About 50 people were in attendance for the vigil, which was organized by the Ohio University LGBT Center as part of the 20th Transgender Day of Remembrance.

Theodore Hutchinson, a speaker at the event, said the easels were displayed with the idea that the lives they commemorated once took up space in the world.

“These powerful people we honor today acted,” Hutchinson, an associate professor of critical studies and education, said. “They lived their lives as who they are and they paid the ultimate price, but they did not really pay the ultimate price...The ultimate price they never forfeited and forever remains is they held their dignity.”

The victims on the easels ranged from California to Maryland. The easels also included stories from those close to the victims. 

Students and local residents were selected to read out loud the name of each victim along with their story. The names of 31 transgender people who were killed around the world were also read.

Hutchinson reminded the audience that the victims named today were only reported cases, and the actual number of victims from violence against transgender people could be much higher.

After each name was read, Hutchinson rang a chime to honor the life of the victim.

“As the sound blasts, think of their soul, think of their spirit, their energy, flying on that space of sound and say ‘You’re around us, we see you and honor you,’” Hutchinson said.

Hutchinson rang the chimes three times in a row to signify the end of the readings.

Tiffany Alex Anderson, a senior studying women’s gender and sexuality studies, was also invited to speak at the event. Anderson urged event attendees to stand up as allies for transgender people.

“We can not afford to be silent when lives are at stake. Silence has no place in the fight for the equitable treatment of trans people,” Anderson said. “Now, more than ever, we need you to step up and bring attention to the violence that is happening toward our community,”

Audience members were invited to share their thoughts at the podium at the end of the scheduled activities. 

Oliver, who prefers to not use a last name and a sophomore studying history, said he was grateful to be in a safe place like OU, especially after the murder of a transgender woman in his hometown of Cleveland.

“Hearing that someone from the community was shot and killed in practically my own backyard was devastating and terrifying to hear,” Oliver said.

Other speakers also shared personal stories of coming out and falling in love as well as stories of unaccepting families and fears of discrimination. 

Transgender, intersex, gender queer, gender fluid, non-binary pride, and agender flags were hung in above the Baker Center escalators as part of the event.

Ser Spinelli, a senior studying studio art and media art studies, said it took him about 25 to 30 hours to sew the flags, but the work paid off.

“I’m still processing it, it’s incredible (to see them displayed),” he said. “It feels amazing I was able to do something so meaningful and impactful.”

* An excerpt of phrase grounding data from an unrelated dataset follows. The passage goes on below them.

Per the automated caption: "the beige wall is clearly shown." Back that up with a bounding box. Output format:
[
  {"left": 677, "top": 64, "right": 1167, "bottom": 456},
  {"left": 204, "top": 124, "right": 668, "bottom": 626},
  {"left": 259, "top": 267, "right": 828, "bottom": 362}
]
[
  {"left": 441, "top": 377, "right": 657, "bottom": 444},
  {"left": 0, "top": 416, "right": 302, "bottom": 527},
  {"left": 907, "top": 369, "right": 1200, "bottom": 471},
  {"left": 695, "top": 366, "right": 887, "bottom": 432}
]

Jan Huebenthal, the assistant director of the LGBT center, said the event was very successful.

“I think it’s incredibly heartening to see the turnout and see this very visible display of solidarity,” Huebenthal said. “I think that was evidence too by how many people were moved to speak after the official portion of the program so I think this was a great success.”

Heubenthal said he would like to see the event occur again next year.

Before the event concluded, Hutchinson returned to the podium to share some lasting thoughts.

“This is also a transgender day of resilience,” Hutchinson said. “The lives you see around you, they were here as well. I’ll say it again, we’re here, we’re queer and we refuse to give in to fear.”